Saat Seminar Parenting dengan tema Parenting Our Child In Gadget Era di Global Sevilla, Puri Indah, Kembangan, Jakarta Barat, Kamis, 25 Fabruari 2016, Rustika menuturkan beberapa bahaya dari pembiasaan memainkan gawai secara berlebihan. Disebut berlebihan, jika anak memainkan gawai rata-rata 2 jam sehari.
Menurut Rustika, beberapa bahaya itu antara lain, pertama, hilangnya hubungan emosional dengan orang lain. Hal ini akan lebih parah bila kedua orang-tuanya juga gandrung berkomunikasi dengan media sosial, yang bisa mengakibatkan hilangnya hubungan emosional antara anak dan orang tua;
Kedua, hilangnya rasa empati. Keasyikan bermain-main dengan gawai, membuat seorang anak tidak mempunyai rasa empati, atau merasakan apa yang dirasakan dan dibutuhkan orang lain dari dirinya; Ketiga, timbulnya sikap egosentris.
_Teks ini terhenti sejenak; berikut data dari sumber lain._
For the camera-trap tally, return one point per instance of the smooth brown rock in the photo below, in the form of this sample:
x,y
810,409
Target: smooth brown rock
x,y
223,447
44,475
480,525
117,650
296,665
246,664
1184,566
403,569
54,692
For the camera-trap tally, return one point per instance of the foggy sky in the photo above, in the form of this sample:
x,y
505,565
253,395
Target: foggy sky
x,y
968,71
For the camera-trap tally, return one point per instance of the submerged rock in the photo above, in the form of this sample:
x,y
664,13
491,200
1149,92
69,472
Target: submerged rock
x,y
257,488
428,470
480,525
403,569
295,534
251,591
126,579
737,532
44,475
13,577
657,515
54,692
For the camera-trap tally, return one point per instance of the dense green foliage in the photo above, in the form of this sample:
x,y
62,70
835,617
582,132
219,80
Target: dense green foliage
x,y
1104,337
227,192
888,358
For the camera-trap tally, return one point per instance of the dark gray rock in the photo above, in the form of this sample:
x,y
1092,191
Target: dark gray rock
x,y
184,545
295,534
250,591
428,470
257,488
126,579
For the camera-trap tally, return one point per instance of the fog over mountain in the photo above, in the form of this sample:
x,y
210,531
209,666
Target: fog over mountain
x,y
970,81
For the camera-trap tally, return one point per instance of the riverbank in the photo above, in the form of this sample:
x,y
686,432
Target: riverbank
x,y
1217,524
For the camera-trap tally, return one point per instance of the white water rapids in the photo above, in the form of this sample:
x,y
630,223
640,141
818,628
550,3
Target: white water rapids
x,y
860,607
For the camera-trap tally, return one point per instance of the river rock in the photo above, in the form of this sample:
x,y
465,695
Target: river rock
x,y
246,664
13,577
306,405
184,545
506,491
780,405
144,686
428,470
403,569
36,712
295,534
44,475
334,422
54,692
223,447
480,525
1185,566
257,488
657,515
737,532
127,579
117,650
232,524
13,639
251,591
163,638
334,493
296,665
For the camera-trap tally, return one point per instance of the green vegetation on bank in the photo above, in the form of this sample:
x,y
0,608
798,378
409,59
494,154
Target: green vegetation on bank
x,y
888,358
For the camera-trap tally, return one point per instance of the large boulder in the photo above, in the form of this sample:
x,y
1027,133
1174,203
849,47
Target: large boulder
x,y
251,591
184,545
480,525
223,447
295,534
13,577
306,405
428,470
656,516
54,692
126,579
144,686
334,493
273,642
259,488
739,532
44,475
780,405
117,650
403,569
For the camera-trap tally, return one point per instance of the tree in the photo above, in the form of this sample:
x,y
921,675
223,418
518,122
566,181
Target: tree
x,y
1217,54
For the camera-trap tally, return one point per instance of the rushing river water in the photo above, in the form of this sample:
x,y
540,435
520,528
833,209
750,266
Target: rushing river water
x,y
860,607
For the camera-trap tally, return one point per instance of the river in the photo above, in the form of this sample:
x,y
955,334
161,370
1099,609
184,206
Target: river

Terbiasa memainkan gawai hanya dengan sekali ‘klik’ atau sekali ‘pijit tombol’ membuat anak terbiasa melakukan sesuatu secara instan dan terbiasa melakukan apa yang diinginkan tanpa peduli orang lain;
Keempat, efek dari sikap egosentris itu menimbulkan perilaku agresif, malas bergaul, dan pasif; Kelima, berkurangnya, atau bahkan hilangnya motivasi untuk belajar. Terbiasa bermain gawai, membuat semangat belajar turun, malas belajar, bahkan malas bersekolah;
Keenam, kurang atau susah untuk berkonsentrasi. Terbiasa memainkan gawai dengan berbagai fitur secara intensif menyebabkan anak sulit berkonsentrasi; Ketujuh, mudah frustrasi dan depresi. Terbiasa memainkan gawai yang serba instan dalam waktu yang lama menyebabkan anak gampang frustrasi bila keinginannya tidak terpenuhi. Frustrasi yang dibiarkan akan berkembang lebih dalam menjadi depresi dan timbulnya psikosomatik. Salah satu gejalanya adalah tiap hari Senin atau pagi hari menjelang sekolah tiba-tiba sakit perut, mual atau sakit kepala sehingga menjadi alasan untuk membolos dari sekolah;
Kedelapan, kesepian dalam keramaian. Terlalu lama bermain gawai membuat anak merasa kesepian dalam keramaian. Ia secara tidak sadar menciptakan dinding pemisah antara dirinya dan lingkungan sekitarnya; Kedelapan, melakukan perundungan (bullying). Sifat egosentris, mudah frustrasi dan sifat anti sosial, akan menumbuhkan perilaku anak yang suka melakukan perundungan (bullying);
Kesembilan, tawuran. Saat remaja, anak akan gampang terlibat dalam tindakan tawuran; Kesepuluh, KDRT (Kekerasan dalam Rumah Tangga). Bila akibat negatif bermain gawai dibiarkan, kelak bila sudah menikah, dia akan gampang tersulut emosinya sehingga mempermudah terjadinya KDRT; Kesebelas, korupsi. Terbiasa melakukan segala sesuatu serba instan, kelak bila sudah bekerja, dia akan gampang mengkorupsi. (Yanuar Jatnika)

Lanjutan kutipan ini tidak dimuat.